GERD or gastroesophageal reflux disease can be a serious condition. It takes place in children and is quite common. The disease can often be unrecognised as the symptoms may be misunderstood. This is sad, as GERD generally is treatable. Serious complications might arise if it hasn’t been properly treated. Heartburn is not the sole symptom, but is the typical symptom for GERD. The disease may not show any other visible symptoms. Heartburn may be resulting from disorders taking place outside and inside the oesophagus. GERD gets mistreated or self-treated way too often. It is chronic in nature and treatment is long term even after the symptoms have been managed. Daily life style modifications need to be followed for complying with the medicines. Education and follow ups can help in managing it. Painful symptoms which might undermine a person’s life quality often characterize GERD. Various techniques may be used effectively for treating GERD. They include changing lifestyle patterns, medicine use and surgery. Chronic GERD sufferers need accurate diagnosis and need help from their doctors for receiving the best possible treatment.
There is a lower oesophageal lining abnormality in Barrett’s oesophagus. It is supposed to be due to chronic GERD. Most people suffering from GERD don’t have any such abnormality.
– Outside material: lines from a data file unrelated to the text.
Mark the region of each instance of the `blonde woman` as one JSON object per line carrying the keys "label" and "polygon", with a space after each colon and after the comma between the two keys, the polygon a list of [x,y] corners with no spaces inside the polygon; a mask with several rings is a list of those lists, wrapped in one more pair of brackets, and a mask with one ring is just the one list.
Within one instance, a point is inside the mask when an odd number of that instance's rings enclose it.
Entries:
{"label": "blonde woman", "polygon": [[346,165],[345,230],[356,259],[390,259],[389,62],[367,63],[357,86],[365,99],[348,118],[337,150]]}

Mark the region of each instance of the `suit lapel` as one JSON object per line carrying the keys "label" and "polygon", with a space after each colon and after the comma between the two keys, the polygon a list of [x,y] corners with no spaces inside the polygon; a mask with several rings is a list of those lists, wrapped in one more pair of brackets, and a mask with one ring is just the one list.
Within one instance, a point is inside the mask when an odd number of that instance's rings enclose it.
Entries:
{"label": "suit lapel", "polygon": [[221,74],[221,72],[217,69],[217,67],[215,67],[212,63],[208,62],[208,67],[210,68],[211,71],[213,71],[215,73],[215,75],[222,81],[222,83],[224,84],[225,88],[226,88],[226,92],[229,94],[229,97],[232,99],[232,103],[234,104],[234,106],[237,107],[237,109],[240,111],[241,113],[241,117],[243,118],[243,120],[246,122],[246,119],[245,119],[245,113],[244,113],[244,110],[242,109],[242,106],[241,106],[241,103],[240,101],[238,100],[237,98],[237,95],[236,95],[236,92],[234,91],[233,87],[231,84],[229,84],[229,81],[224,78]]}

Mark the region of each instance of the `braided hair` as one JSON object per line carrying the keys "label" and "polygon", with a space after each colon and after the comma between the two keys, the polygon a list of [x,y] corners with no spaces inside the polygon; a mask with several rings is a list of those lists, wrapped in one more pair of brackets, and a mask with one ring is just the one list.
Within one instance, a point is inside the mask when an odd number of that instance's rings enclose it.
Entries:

Those having Barrett’s oesophagus have a greater chance of having oesophageal cancer. An endoscope can be used to detect Barrett’s oesophagus, but a biopsy is essential for diagnosis. GERD diagnosis may be suspected from the patient’s complaints to their doctor, more so when they are typical. If the patient has uncommon symptoms or the doctor feels the need for confirmatory tests, here are a few diagnostic essentials:
Esophagram- In this oesophageal radiographic study, the patient is made to swallow barium and the radiologist can see the stomach and oesophagus under fluoroscopy. This can help determine any problem of oesophageal narrowing or the presence of any hiatal hernia. It can even estimate of the extent of muscular contractions in the oesophagus. The small intestine and the oesophageal lining can also be directly viewed with the endoscope passing into the small intestine via the mouth, oesophagus, small intestine and stomach. Potential damage can be viewed with a direct view of the oesophageal lining.